Fifty years ago this year on the University of Michigan’s campus, then-student Michael Linver swiped right on his future wife — or something like that.

Linver, who graduated in 1966, and wife Mina Jo Rosenbloom, who graduated a year later, have been dubbed the “Digital Adam and Eve”: perhaps the first couple to meet, and fall in love, through an online dating service. Decades before Match.com, eHarmony, or even Tinder, Linver and Rosenbloom took a chance on a computer.

“I was a senior at the University of Michigan and saw an ad in the Michigan Daily for a $3 service called Operation Search,” Linver said. “After filling out a questionnaire, they matched people through a computer — the size of a whole room back then — and we got back a list of names in the mail.”

Rosenbloom’s name was somewhere in the middle of the results Linver received. He did not top her list, but he said something inexplicably drew him to her all the same.

“As soon as I saw her name, I knew I had to call her,” he said.

All it took for the couple were three quirky dates — on one occasion, for example, Linver woke up in the middle of the night and wrote Rosenbloom an inspired song — to write themselves into history. The two married the next year in 1967 and now reside in Albuquerque with three children and six grandchildren. Half a century later, though, Linver still waxes nostalgic about the time he fell in love.

“I looked at her smile (on the first date) and my heart stopped,” he said. “That magic is still there today.”

Linver now works as a prominent radiologist, while Rosenbloom is a retired medical technologist. The couple has been featured on a CNBC special that still airs every so often, and their story, of course, has achieved near-legend status in their circle of friends and family.

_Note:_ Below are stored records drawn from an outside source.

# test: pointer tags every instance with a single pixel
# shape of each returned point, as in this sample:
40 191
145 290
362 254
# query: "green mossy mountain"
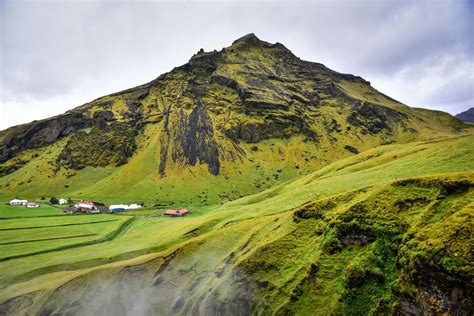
311 193
223 115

“That song I wrote for Mina is still used in our family to this day,” Linver said. “My son-in-law performed it when he proposed to my daughter and then I sang it to her at her wedding. We’re a family of music and love.”

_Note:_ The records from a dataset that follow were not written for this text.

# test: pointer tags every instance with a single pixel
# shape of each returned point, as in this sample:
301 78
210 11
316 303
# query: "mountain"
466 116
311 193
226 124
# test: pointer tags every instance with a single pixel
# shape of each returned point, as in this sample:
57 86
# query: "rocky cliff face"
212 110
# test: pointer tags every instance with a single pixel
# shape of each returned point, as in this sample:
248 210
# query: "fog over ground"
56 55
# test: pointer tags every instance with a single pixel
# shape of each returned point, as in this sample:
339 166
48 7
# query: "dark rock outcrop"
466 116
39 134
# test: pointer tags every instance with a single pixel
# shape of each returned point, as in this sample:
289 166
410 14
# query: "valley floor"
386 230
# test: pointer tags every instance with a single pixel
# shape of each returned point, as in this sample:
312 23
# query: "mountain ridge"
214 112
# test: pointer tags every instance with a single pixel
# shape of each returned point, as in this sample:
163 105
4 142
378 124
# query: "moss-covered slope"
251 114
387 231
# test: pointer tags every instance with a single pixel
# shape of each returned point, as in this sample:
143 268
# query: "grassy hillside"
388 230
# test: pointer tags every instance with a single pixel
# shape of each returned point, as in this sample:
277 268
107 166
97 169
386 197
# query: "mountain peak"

In the University’s bicentennial year, much attention has been focused on the institution’s legacy of research and academic accomplishments, as well as its complicated relationship with student activism and social movements. Linver himself participated in a number of anti-war protests put on by Students for a Democratic Society, and quips he “must be on some FBI watchlist.”

All told, though, Linver pointed out the University was, is, and always will be, simply a place for students to fall in love — be it through a screen or through song.  

“It’s amazing what’s happening online,” he said. “But nothing can replace that connection in person…it’s something magical.”